At this time, we have created a schedule of sessions that we will hold in the month of June and are beginning to work on our schedule for the remaining sessions. For now, please put a hold on your calendar for the days and times below. As we move forward, further information on how you can participate in the sessions will follow as will additional information for the sessions later in the summer. Thank you to the entire NCME community for your support and patience during these unprecedented times. We look forward to seeing the faces of many old friends and colleagues in the upcoming virtual sessions.
|Psychometrics is Dead – Long Live Psychometrics: Measurement Still Matters
Tuesday June 16th 12:00 – 1:30 ET
Organized by André De Champlain, Medical Council of Canada
» Alina von Davier, ACTNext
» Richard Luecht, University of North Carolina Greensbor
» Hollis Lai, University of Alberta
» Han van der Maas, University of Amsterdam
Discussant: Andrew Maul University of California, Santa Barbara
Measurement science, like many other disciplines, has been, and continues to be, severely impacted by the ushering of the information age. Traditional stalwarts, such as episodically administered fixed form MCQ exams, are being challenged in an era when crystalized intelligence-based skills may no longer completely mirror the breadth of abilities expected in order meet the challenges and opportunities that define current times. Skills such as critical thinking, problem solving, creativity, adaptability and information literacy are being heralded as critical areas for development, and by extension, assessment. The aim of this coordinated session is to outline four areas of research that highlight how measurement science is evolving to continue to be relevant in this fast-changing landscape.
|Psychometricians Without Borders: Expanding the Reach of Excellent in Measurement
Tuesday June 23rd 12:00 – 1:30 ET
Organized by Michelle Boyer, Center for Assessment and NCME Mission Fund Chair
» Brian C. Leventhal, James Madison University
» Ren Liu, University of California, Merced
» Maria Vasquez-Colina, Florida Atlantic University
» Darius Taylor, University of Massachusetts, Amherst
Discussant: Brian Gong, Center for Assessment
The NCME Mission Fund was established to provide a means for donors to express their tangible support for NCME’s mission to advance the science and practice of measurement in education, and to provide individuals and organizations with financial support for projects, research, and travel that address this mission directly. Your generous donations provided funding for the Mission Fund’s first round of special initiatives designed to promote a broader understanding of high quality assessment practices and appropriate test use among diverse groups of assessment stakeholders. These initiative make important contributions to our field, expanding boundaries in how we, 1) recruit students to graduate programs in measurement, 2) communicate effectively with the public about high quality measurement, and 3) how we think about, and incorporate principles of diversity and inclusion in our approaches to testing.
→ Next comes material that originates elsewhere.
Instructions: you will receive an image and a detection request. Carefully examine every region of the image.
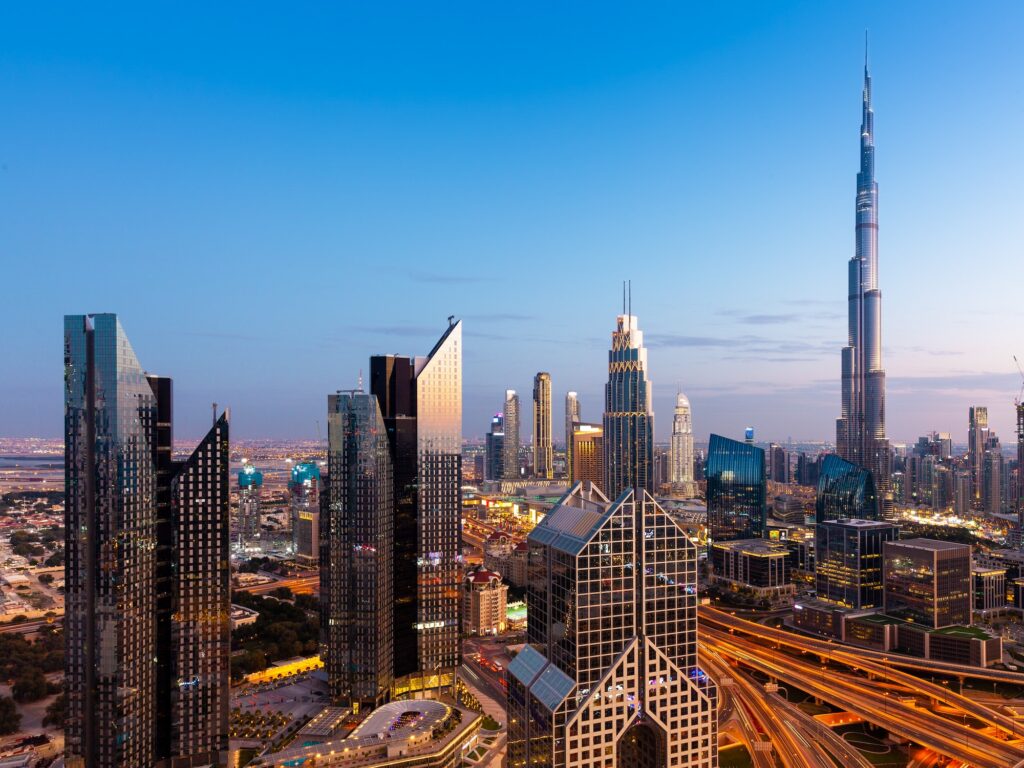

The results of these initiatives will be shared and discussed.
|Indicators of Educational Equity: Tracking Disparity, Advancing Equity
Tuesday June 30th 3:00 – 4:30 ET
Organized by Judith Koenig, National Academies of Sciences, Engineering, and Medicine
» Christopher J. Edley, University of California Berkeley
» Laura Hamilton, RAND
» Sean F. Reardon, Stanford University
» Natalie Nielsen, National Academies of Sciences, Engineering, and Medicine
Discussant: Andrew Ho, Harvard Graduate School of Education
In 2017, the National Academies of Sciences, Engineering, and Medicine appointed a committee to identify key indicators for measuring the extent of equity in the nation’s K-12 education system. The committee proposed 16 indicators classified into two categories: measures of disparities in students’ academic achievement, engagement, and educational attainment; and measures of equitable access to critical educational resources and opportunities. The primary objectives for this session are to disseminate the findings from this study and stimulate interest in doing the work needed to develop and implement a system of equity indicators.